PDA

Zobacz pełną wersję : villeroy&boch-podejście do klienta



e_jaskier
25-04-2009, 22:00
Ok m-ca temu zareklamowałam wannę villeroy&boch, bo okazało się, że posiada skazy na swojej powłoce (quaryl). Odpowiedź "szanownej" firmy brzmiała następująco: nie wymienimy ponieważ skazy, które ona posiada nie zmniejszają wartości użytkowej, jedynie mają wpływ na estetykę.
A ja naiwna myślałam, że kupuję wannę porządnej firmy :(

askaaa
25-04-2009, 22:05
firma jak każda inna...szkoda na nią pieniążków. Mam kibelki i umywalkę.Nie polecam !!!

cieszynianka
26-04-2009, 00:19
A ja byłam zachwycona ich wyrobami :roll:
Dobrze, że kasę miałam ograniczoną :lol:

monah
26-04-2009, 08:46
Odpowiedź "szanownej" firmy brzmiała następująco: nie wymienimy ponieważ skazy, które ona posiada nie zmniejszają wartości użytkowej, jedynie mają wpływ na estetykę.

co za żenada. tym bardziej, że wanna pewnie trochę kosztowała.
i co zamierzasz dalej z tym zrobić? może do rzecznika praw konsumentów zadzwonisz?
też myślałam, że to firma, która swojego klienta raczej szanuje...
może i dobrze, że nie kupię Pure Stone? :roll:

pattaya
26-04-2009, 10:38
Villeroy&Boch to bardzo dobra firma.
Jej produkty są o niebo lepsze od np.Koła,Roca o chińszczyźnie nie wspominając.
A cenowo wcale nie kosmos.
Mnie zastanawia to,że pierwszy post e_jaskier przybrał taką formę.
Sprzedaje wyroby innych marek :lol: ?

dżordż5
26-04-2009, 10:45
Mnie zastanawia to,że pierwszy post e_jaskier przybrał taką formę.

Też mnie to zastanawia.

Cały dom wybudowała, ani jednego postu czy zapytania, a tu nagle taka drama.

e_jaskier
26-04-2009, 13:20
hmm, a to jakiś regulamin panuje na forum, który nakazuje pisać posty w takiej a nie innej kolejności? Wcześniej nie miałam konieczności pisania na forum. Nie jestem w żaden sposób związana z konkurencją, jestem wściekła bo villeroy potraktował mnie jak głupią idiotkę. Naiwna myślałam, że mam do czynienia z poważną firmą, która dba o swój wizerunek i o swoich klientów.
Niestety już miesiąc czasu jesteśmy do tyłu z wykończeniem łazienki.:(
Oczywiście nie zamierzam tej sprawy odpuścić, mam zamiar zgłosić ja rzecznikowi.
pozdrawiam

dżordż5
26-04-2009, 13:35
hmm, a to jakiś regulamin panuje na forum, który nakazuje pisać posty w takiej a nie innej kolejności?

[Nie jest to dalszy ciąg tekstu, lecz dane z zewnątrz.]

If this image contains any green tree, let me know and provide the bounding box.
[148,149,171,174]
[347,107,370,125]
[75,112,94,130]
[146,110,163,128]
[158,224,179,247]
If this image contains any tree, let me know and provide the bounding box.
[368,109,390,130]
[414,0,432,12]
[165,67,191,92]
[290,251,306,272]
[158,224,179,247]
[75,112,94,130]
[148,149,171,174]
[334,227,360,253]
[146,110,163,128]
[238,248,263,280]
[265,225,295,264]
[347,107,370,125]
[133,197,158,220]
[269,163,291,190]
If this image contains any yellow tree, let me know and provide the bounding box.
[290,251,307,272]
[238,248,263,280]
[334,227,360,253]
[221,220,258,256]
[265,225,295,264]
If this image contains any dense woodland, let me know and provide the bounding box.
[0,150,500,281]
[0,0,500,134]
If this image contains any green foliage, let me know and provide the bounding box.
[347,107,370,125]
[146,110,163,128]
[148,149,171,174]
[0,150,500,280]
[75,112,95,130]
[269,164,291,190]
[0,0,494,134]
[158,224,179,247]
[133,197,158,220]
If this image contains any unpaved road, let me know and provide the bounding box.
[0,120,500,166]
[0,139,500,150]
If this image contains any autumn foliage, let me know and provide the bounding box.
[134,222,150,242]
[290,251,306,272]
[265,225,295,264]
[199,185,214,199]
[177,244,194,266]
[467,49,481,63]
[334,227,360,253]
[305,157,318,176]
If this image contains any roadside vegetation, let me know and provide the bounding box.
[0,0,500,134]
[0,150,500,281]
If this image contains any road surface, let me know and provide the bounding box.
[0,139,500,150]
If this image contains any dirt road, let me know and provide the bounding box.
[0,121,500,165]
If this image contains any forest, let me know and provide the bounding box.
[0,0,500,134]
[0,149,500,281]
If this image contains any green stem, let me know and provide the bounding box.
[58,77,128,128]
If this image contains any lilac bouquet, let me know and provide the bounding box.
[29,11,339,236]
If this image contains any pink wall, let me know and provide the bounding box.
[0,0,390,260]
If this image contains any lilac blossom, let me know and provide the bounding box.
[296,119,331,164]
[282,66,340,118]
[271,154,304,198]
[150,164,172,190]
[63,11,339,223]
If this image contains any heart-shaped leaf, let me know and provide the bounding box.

Każdy ma prawo pisać, zapytać, albo się wyżalić. Nie ma problemu.

Tylko czasami niektórzy prowokują, oczerniają konkurencję, piszą zmyślone pierdoły.

Twój żal i rozczarowanie rozumiem jak najbardziej. Wiem, jak mnie serce boli jak widzę, że kupiłam jakiś badziew za ciężkie pieniądze i zostaję sama z problemem. Mam taką baterię Kludi, za którą wybuliłam, a nie była warta tych pieniędzy. Używam już czwarty rok i jakoś przywykłam do jej niedoskonałości, ale żal pozostał.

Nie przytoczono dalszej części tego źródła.